On 9 March 1669, Lederer left Chickahominy, an Indian village near the headwaters of the York River, and traveled northwest to Eminent Hill. During this expedition, lasting until 24 March, he and the three members of his small party became the first Europeans to crest the Blue Ridge Mountains, and the first to see the Shenandoah Valley and the Allegheny Mountains beyond.
In May 1670 Lederer left Fort Charles (now Richmond) and followed the eastern slope of the Blue Ridge Mountains south into what is now North Carolina. He was accompanied by Major Harris, commanding twenty white men, and five Indian guides. Twenty-one members of the party turned back, but Lederer pushed on with Jackzetavon, one of his five Iroquoian-speaking Susquehannock guides. They explored North Carolina to the Catawba River near what is now Charlotte. They returned to Virginia by mid-July, when they reached Fort Henry (now Petersburg), a frontier post on the Appomattox River.

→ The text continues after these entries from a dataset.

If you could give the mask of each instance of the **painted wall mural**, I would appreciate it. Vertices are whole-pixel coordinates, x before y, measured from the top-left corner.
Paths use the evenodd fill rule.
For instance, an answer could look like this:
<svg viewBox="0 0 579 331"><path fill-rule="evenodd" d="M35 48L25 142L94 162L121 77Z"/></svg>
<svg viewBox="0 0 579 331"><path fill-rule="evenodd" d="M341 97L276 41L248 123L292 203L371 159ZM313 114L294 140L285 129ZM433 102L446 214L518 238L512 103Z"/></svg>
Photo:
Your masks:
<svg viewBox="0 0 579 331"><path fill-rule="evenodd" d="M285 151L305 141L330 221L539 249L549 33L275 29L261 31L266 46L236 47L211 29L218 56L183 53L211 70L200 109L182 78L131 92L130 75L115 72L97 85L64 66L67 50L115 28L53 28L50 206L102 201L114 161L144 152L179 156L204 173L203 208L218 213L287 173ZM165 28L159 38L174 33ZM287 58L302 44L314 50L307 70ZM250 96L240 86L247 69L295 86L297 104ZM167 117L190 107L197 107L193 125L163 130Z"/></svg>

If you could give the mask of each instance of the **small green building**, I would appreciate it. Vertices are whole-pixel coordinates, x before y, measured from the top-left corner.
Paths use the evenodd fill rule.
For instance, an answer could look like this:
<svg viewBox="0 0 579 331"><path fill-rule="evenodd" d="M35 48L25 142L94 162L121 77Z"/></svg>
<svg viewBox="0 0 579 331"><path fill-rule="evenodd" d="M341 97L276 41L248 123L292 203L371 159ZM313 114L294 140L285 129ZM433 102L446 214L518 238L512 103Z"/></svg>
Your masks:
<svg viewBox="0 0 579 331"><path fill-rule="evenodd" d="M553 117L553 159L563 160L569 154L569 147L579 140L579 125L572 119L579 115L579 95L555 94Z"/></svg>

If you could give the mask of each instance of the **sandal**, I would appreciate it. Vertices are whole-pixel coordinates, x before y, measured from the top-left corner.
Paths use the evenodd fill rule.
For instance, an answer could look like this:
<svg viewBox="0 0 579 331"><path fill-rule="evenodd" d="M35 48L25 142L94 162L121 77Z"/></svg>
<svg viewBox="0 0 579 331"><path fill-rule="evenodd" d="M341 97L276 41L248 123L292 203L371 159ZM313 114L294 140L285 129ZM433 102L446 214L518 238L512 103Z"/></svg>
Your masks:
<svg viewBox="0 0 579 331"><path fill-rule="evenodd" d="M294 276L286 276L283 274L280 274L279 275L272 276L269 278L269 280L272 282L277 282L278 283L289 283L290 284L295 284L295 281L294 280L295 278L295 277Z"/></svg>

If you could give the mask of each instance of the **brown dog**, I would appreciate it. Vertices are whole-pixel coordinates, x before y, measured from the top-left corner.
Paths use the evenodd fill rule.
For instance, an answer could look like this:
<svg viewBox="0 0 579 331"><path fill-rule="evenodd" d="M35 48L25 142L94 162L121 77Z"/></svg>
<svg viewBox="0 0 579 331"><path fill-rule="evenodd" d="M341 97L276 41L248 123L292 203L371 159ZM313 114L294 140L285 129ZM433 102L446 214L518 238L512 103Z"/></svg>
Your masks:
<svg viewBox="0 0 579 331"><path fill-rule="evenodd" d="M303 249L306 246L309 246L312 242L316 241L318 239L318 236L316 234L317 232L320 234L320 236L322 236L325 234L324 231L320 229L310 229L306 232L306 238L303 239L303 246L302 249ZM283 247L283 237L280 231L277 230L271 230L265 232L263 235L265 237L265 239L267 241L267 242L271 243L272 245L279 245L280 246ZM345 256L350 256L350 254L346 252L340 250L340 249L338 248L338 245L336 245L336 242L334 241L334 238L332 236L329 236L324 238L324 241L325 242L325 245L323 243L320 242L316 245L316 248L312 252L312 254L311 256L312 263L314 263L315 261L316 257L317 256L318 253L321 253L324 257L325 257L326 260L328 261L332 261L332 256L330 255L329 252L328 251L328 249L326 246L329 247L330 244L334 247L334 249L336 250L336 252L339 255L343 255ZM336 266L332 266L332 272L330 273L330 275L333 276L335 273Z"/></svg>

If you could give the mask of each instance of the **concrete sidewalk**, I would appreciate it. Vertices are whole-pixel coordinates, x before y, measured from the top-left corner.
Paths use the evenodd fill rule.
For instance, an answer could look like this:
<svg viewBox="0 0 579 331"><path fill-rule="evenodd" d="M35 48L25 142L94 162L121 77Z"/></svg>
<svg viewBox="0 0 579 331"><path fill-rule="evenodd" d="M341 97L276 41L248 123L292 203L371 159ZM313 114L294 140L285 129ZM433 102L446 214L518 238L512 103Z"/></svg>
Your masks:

On 20 August of that year Lederer and Col. John Catlett set out on the third expedition. They departed from Robert Talifer's (surname may have been Taliaferro or a variation of this prominent family) house, at a small settlement south of the Rappahannock River. They followed the Rappahannock River valley north, where Lederer noted "vast herds of red and fallow deer which stood gazing at us". Unable to cross the Blue Ridge by horseback, they left their mounts with some Indians in the party and climbed the mountains by foot. From the heights, they sighted the Allegheny Mountains beyond the Shenandoah Valley. Minichiello, J. Kent; Anthony W. White (2000) "The First Expedition to the Blue Ridge Mountains" (page 51-54) in From Blue Ridge to Barrier Islands: An Audubon Naturalist Reader (JHU Press)
Lederer recorded several legends and customs he observed among the "Monakin" (Monacan people) who occupied the Piedmont area of Virginia. Other Native groups which he described visiting on his second journey included the Nahyssans at Saponi and Akenatzy; the Rickahockans; the Oenocks (Weyanokes); the Shakori at Watary and Shakor; the town of Sara in the mountains that "receive from the Spaniards the name of Joara" (now known as Joara); the Usheryes at Wisacky and Ushery; the Tuscarora people at Katearas; and the Indian towns of Kawitziokan, Meherrin (Meherrin), Nottoway people, and Appomattoc.